The deal with Nashville makes sense for both sides. The Predators were woefully thin at center -- especially after losing Mike Fisher for four to six months with a ruptured Achilles tendon -- before signing Ribeiro and Derek Roy on Tuesday. Ribeiro needed a home and a chance to prove himself.
He'll already be making about $1.94 million from the Coyotes this season per terms of the buyout, so his salary is still significant.
Ribeiro played with new Predator James Neal while Tippett was the Stars' coach.
The Coyotes re-signed restricted free-agent forward Brandon McMillan to a one-year, two-way deal with an NHL salary of $625,000 and also re-signed restricted free-agent forward Jordan Szwarz to a two-year, two-way contract.
McMillan's qualifying offer was believed to be almost $745,000, but he conceded a little bit of the NHL salary to ensure a higher AHL salary. His original AHL qualifying offer was just over $65,000, but his agent, J.P. Barry of CAA Sports, said McMillan is now guaranteed $225,000 even if he doesn't play in the NHL.
McMillan's AHL salary is $100,000, but in the event his blended salary doesn't reach at least $225,000, the Coyotes must top him off.
Forward David Moss turned down a two-year offer to play in Switzerland so that he could return to the Coyotes on a one-year, $800,000 deal.
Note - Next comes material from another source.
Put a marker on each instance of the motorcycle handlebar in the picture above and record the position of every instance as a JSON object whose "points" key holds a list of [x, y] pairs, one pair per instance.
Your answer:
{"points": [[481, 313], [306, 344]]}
That represents a huge cut over the $2.1 million salary he made the previous season, but with the salary cap going up next season, Moss, 32, could parlay this one-year deal into something much bigger if he has a good season.
Moss was celebrating his honeymoon in Turks and Caicos, but he couldn't contain his enthusiasm for remaining in the NHL.
"I'm pumped to be back in the desert!" he texted.